Pois voltemos ao porco. Estava ele a caminhar pela rua e arfar o focinho sem, contudo, abanar o pequeno rabo espiralado. Não sei do conhecimento de anatomia suína do leitor, mas talvez seja adequado esclarecer que, devido ao formado da cauda ou quiçá à ausência de musculatura específica para tal fim, os porcos não costumam contar com uma grande coordenação rabial. Por isso, o rabo balança apenas com o chachoalhar do lombo ao qual se prende sem nenhuma interferência voluntária do animal.
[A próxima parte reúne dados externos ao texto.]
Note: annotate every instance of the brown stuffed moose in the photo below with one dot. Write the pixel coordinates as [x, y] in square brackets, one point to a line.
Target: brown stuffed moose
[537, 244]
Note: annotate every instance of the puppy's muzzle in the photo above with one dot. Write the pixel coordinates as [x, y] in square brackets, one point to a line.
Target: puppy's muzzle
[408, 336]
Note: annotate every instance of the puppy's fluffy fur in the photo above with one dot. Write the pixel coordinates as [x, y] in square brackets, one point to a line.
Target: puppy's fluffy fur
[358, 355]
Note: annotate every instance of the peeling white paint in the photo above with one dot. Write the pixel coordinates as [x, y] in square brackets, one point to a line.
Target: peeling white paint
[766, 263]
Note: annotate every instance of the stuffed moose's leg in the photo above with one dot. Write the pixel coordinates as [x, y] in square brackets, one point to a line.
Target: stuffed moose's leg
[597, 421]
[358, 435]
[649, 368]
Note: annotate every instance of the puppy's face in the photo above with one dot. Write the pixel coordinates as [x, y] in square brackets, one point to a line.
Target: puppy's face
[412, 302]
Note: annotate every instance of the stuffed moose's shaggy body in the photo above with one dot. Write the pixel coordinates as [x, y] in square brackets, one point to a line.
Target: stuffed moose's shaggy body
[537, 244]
Feita a explanação biológico cultural, o fato é que o porco, ao contrário dos outros animais do Cansado, despertava não somente a piedade dos vizinhos, como também a gula de um deles.

Pança, que também tinha outro nome de batismo esquecido pelo tempo, começou a lançar olhos para o porco. Foi quando o bicho começou a crescer e a engordar com os cuidados do povo. De leitão magro de cofrinho de quermesse, o dito criou bochechas e dobrinhas tornando-se um belo e rechonchudo porco, digno de entupir as artérias do mais glutão americano comedor de bacon. Há semanas, Pança só enxergava um lombo com farofa passar em frente de sua varanda todo fim de tarde. Aquilo era tentação demais para quem não tinha nem para o colchão-duro do açougue da esquina.


Um belo dia, o gordo Pança decidiu atrair o belo e gordo porco. Pegou os melhores restos de comida do almoço colocou-os numa lata e a esquentou para que cheirasse por todo o quarteirão. Em pouco tempo, uma silhueta suína apontou no horizonte, no começo da rua, e aproximou-se saltitante, sem perder, porém, a pachorra indispensável à peculiar porquice. Bem em frente à casa do Pança, o focinho arfou frenético, parou o porco que vinha bem atrás dele e o direcionou ao portão do Pança, que estava aberto. O larápio levou o porco para os fundos da casa. E ninguém mais soube do porco do Cansado. Daquela noite em diante, a vizinhança ouviria uma gritaria infernal entre o Pança e a sua mulher. Ninguém entendia por inteiro as frases do arranca-rabo, mas entre um palavrão e outro eram nítidas as palavras "porco" e "cansado".

Por fim, numa madrugada sem lua nem estrelas, um grito estridente, rápido e contorcido foi ouvido da casa do Pança. Ninguém foi ver o que era. Alguns fizeram uma prece de despedida e até choraram pelo porco do Cansado. Naquela noite não houve gritaria. Na manhã seguinte, a mulher do Pança passou de porta em porta avisando que haveria feijoada no almoço, que todos estavam convidados e que não, ela não precisava de ajuda, faria tudo sozinha na cozinha, mas que não faltasse nenhum vizinho porque a comida era muita.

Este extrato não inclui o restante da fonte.